Could you share an approach, program, or problem-solving exercise from one of your previous roles that you believe might be beneficial to implement at LMU School of Education?
During my career I’ve seen great innovation happen in developing programs, when given the right conditions and support. I once had the experience of leading a team to revise the curriculum of a program to increase enrollment. It was a very rewarding experience to engage colleagues in the visioning process, because if we focused on our strengths and allowed them to guide the program’s design, people became fully invested in the process. For a program to be successful, there must be authentic engagement from faculty.
In that vein, I am very interested in finding out what drives our faculty. What ideas are they working on? What gets them excited? These are the elements that will ignite new ideas for programs and initiatives at the SOE. The same goes for finding out what drives staff. To build sustainable programs, you must first identify the qualities and values that make the whole team feel enthusiastic, and go from there. This is the spirit I am hoping to foster at LMU.
What do you believe are the biggest challenges and opportunities facing the field of education over the next five years? How do envision LMU School of Education contributing toward changes?

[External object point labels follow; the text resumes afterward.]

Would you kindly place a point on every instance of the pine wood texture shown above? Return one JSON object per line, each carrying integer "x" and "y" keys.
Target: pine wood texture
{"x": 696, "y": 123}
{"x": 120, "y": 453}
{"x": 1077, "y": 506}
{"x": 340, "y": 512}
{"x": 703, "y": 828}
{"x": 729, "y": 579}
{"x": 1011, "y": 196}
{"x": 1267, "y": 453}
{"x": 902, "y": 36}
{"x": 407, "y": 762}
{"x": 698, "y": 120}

A lot of conversations in education right now currently start with AI. How do we engage with that in education, not just at the university level, but in PK-12 schools as well? To me that brings broader questions around, how are we preparing future educators and providing professional development for educators around engaging technology for learning?
Obviously, at the university level, we’re not asking students questions for which answers are easily findable via Google. We must train them to ask deeper questions about “the why” and the purpose of the work, or the impact of the problem being examined. What type of preparation do students need along these lines in different disciplines?
AI is forcing us to ask a lot of questions about the confluence of technology, art, design, and craft in all sorts of fields. For instance, through my prior role at UTEP, I had the opportunity to attend a hackathon. One of the speakers told the audience that most of what we’ve interacted with thus far regarding AI is around text and narrative, and that’s how we’re framing decision-making right now. I thought that was interesting. And I recently learned that one of the large universities in our area has seen a 20 percent enrollment drop in computer science majors, along with an increase in humanities majors. Maybe this is because of a belief that AI can handle programming, but cannot “do the work” that is unique to a person who studied humanities. And recently, while on vacation in Japan, I visited a museum where they had robots that read your facial expressions and react to them—they are programmed to understand and respond to human emotion, and they’re quite good at it.
So the question of how we incorporate AI into education and daily life is a really big one, and one that takes courage to tackle, particularly those of us who had our training before things like search engines existed. And it requires a little bit of vulnerability to understand that we may not know everything, but also confidence to engage the inquiry using methods that we know.
It’s a full rethink of what learning looks like and how we communicate about these issues with one another. And at SOE, we have the iDEAL institute that is tackling these questions in real time. I believe there’s an opportunity for us, as educators, to take a leading role in posing those questions that help us better understand where we can or should go with AI. I look forward to the ways that SOE, and educators overall, will become a part of that conversation.